Overview

Welcome to my analysis of the data job market, focusing on the data anayst roles. This project was created out of a desire to navigate and understand the job market more effectively. It delves into the top- paying and in-demand skills to help find optimal opportunities for data analysts.

The Questions

Below are the questions I want to answer in my project:

What are the most demanded skills for the top 3 popular data roles
How well do jobs and skills trending for Data Analysts
How well do jobs and skills pay fot Data Analysts
What are the optimal skills for data analyst to learn? (High Demand and High Paying)

Tools I Used

For my deep dive into the data analyst job market, I harnessed the power of several key tools:

Python: The backbone of my analysis, allowing me to analyze the data and find critical insights.I also used the following Python libraries:
- Pandas Library: This was used to analyze the data.
- Matplotlib Library: I visualized the data.
- Seaborn Library: Helped me create more advanced visuals.
Jupyter Notebooks: The tool I used to run my Python scripts which let me easily include my notes and analysis.
Visual Studio Code: My go-to for executing my Python scripts.
Git & GitHub: Essential for version control and sharing my Python code and analysis, ensuring collaboration and project tracking.

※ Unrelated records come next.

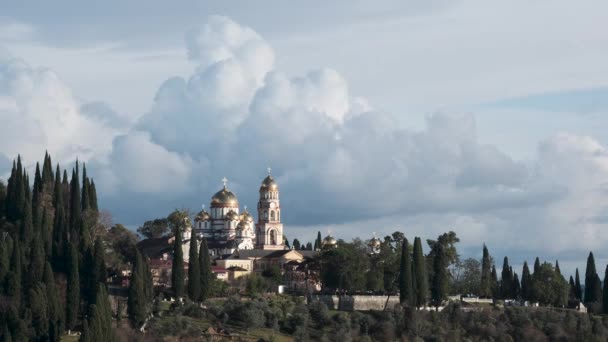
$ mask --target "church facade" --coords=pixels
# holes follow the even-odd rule
[[[257,219],[246,207],[241,212],[236,194],[227,187],[227,179],[223,182],[223,188],[211,197],[209,212],[203,208],[195,216],[192,236],[204,237],[214,256],[236,250],[284,250],[279,186],[270,170],[260,185]]]

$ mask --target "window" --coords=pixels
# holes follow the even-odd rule
[[[274,229],[270,231],[270,244],[271,245],[277,244],[277,231]]]

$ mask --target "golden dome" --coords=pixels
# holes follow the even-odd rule
[[[269,190],[279,191],[279,186],[274,181],[274,178],[271,175],[268,175],[266,178],[264,178],[264,180],[262,181],[262,186],[260,186],[260,191]]]
[[[230,210],[226,216],[224,216],[225,219],[230,220],[230,221],[236,221],[239,218],[239,215],[237,213],[234,212],[234,210]]]
[[[213,197],[211,197],[211,205],[229,205],[236,207],[239,205],[239,200],[232,191],[224,187],[222,190],[216,192]]]
[[[336,239],[334,239],[334,237],[331,235],[327,235],[325,239],[323,239],[323,246],[331,247],[335,246],[337,243],[338,241],[336,241]]]
[[[380,241],[380,239],[375,236],[371,240],[369,240],[369,246],[372,248],[379,248],[381,244],[382,242]]]
[[[201,210],[198,214],[196,214],[196,216],[194,217],[194,221],[209,221],[211,219],[211,216],[209,216],[209,213],[206,212],[204,209]]]

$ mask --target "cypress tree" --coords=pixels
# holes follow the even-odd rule
[[[511,270],[509,268],[509,258],[505,256],[502,263],[502,274],[500,279],[500,290],[503,299],[510,298],[511,287],[513,286],[513,279],[511,278]]]
[[[77,242],[81,238],[82,230],[80,205],[80,181],[76,171],[72,170],[72,180],[70,182],[70,237]],[[88,247],[88,245],[81,246],[80,250],[86,250],[85,247]]]
[[[490,253],[488,252],[488,247],[484,244],[483,256],[481,258],[481,285],[479,287],[479,295],[481,297],[492,297],[491,267],[492,261],[490,260]]]
[[[426,275],[426,260],[422,253],[422,242],[419,237],[414,238],[414,279],[416,281],[416,307],[426,305],[428,285]]]
[[[66,299],[66,328],[74,329],[78,321],[78,309],[80,307],[80,274],[78,272],[78,248],[74,243],[68,245],[69,251],[69,273],[68,290]]]
[[[213,281],[213,272],[211,272],[211,258],[209,257],[209,248],[207,247],[207,240],[205,238],[203,238],[201,241],[198,257],[199,267],[201,269],[200,301],[202,302],[211,295],[211,286]]]
[[[492,298],[496,299],[499,296],[500,286],[498,284],[498,274],[496,273],[496,266],[492,265],[492,272],[490,273],[490,280],[492,284]]]
[[[188,253],[188,297],[195,302],[201,297],[201,268],[198,258],[198,244],[194,236],[190,239]]]
[[[568,282],[568,299],[576,300],[576,285],[574,285],[574,278],[570,276],[570,281]]]
[[[321,232],[317,231],[317,239],[315,240],[315,250],[320,250],[323,246],[323,239],[321,238]]]
[[[438,308],[448,294],[448,272],[447,257],[442,244],[435,244],[433,257],[433,283],[431,286],[431,298]]]
[[[44,266],[44,284],[46,285],[46,298],[48,303],[49,315],[49,340],[59,341],[62,332],[63,310],[59,301],[57,285],[51,264],[47,261]]]
[[[129,322],[134,329],[144,324],[147,316],[148,302],[146,300],[146,294],[144,291],[144,261],[139,253],[139,250],[135,250],[135,262],[133,263],[133,270],[131,272],[131,280],[129,281],[129,297],[127,299],[127,315]]]
[[[91,209],[99,211],[97,206],[97,190],[95,189],[95,182],[91,179],[91,186],[89,187],[89,201],[91,203]]]
[[[409,252],[409,245],[407,239],[403,239],[399,274],[399,302],[401,305],[409,306],[415,304],[412,283],[412,261]]]
[[[511,296],[517,299],[521,297],[521,285],[519,283],[519,276],[517,273],[513,273],[513,285],[511,286]]]
[[[173,242],[173,264],[171,267],[171,286],[176,299],[184,296],[184,252],[182,250],[182,232],[180,226],[175,227],[175,241]]]
[[[597,271],[595,270],[595,258],[593,252],[589,252],[587,257],[587,269],[585,270],[585,303],[593,303],[599,301],[596,296],[595,289],[595,278],[597,277]]]
[[[608,314],[608,265],[604,271],[604,290],[602,296],[602,306],[605,314]]]
[[[524,268],[521,273],[521,295],[524,300],[530,300],[530,293],[532,291],[532,276],[530,275],[530,268],[528,268],[528,262],[524,261]]]
[[[27,178],[26,180],[27,181]],[[34,225],[32,218],[32,199],[29,191],[25,193],[24,207],[23,207],[23,218],[21,220],[20,238],[23,242],[23,251],[26,255],[29,255],[29,245],[34,236]]]
[[[11,268],[7,279],[6,294],[12,299],[17,312],[19,312],[19,308],[21,307],[22,270],[21,242],[18,239],[15,239],[13,241],[13,256],[11,258]]]
[[[85,210],[89,209],[91,206],[91,199],[89,197],[89,193],[90,193],[90,184],[89,184],[89,178],[87,178],[87,166],[83,163],[82,164],[82,197],[81,197],[81,203],[80,203],[80,208],[83,212]]]
[[[576,277],[574,278],[574,288],[576,293],[576,299],[583,301],[583,288],[581,286],[581,278],[578,275],[578,267],[576,268]]]
[[[35,340],[45,340],[48,338],[49,317],[46,298],[46,287],[41,283],[36,283],[29,290],[29,307],[32,313],[32,328]]]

Data Preparation and Cleanup

This section outlines the steps taken to prepare the data for analysis, ensuring accuracy and usability.

Import & Clean Up Data

I start by importing necessary libraries and loading the dataset, followed by initial data cleaning tasks to ensure data quality.

# Importing Libraries
import ast
import pandas as pd
import seaborn as sns
import matplotlib.pyplot as plt

# Loading Data
df= pd.read_csv("data_jobs.csv")

# Data Cleanup
df['job_posted_date'] = pd.to_datetime(df['job_posted_date'])
df['job_skills'] = df['job_skills'].apply(lambda x: ast.literal_eval(x) if pd.notna(x) else x)

## Filter UK Jobs

To focus my analysis on the U.K. job market, I apply filters to the dataset, narrowing down to roles based in the United Kingdom.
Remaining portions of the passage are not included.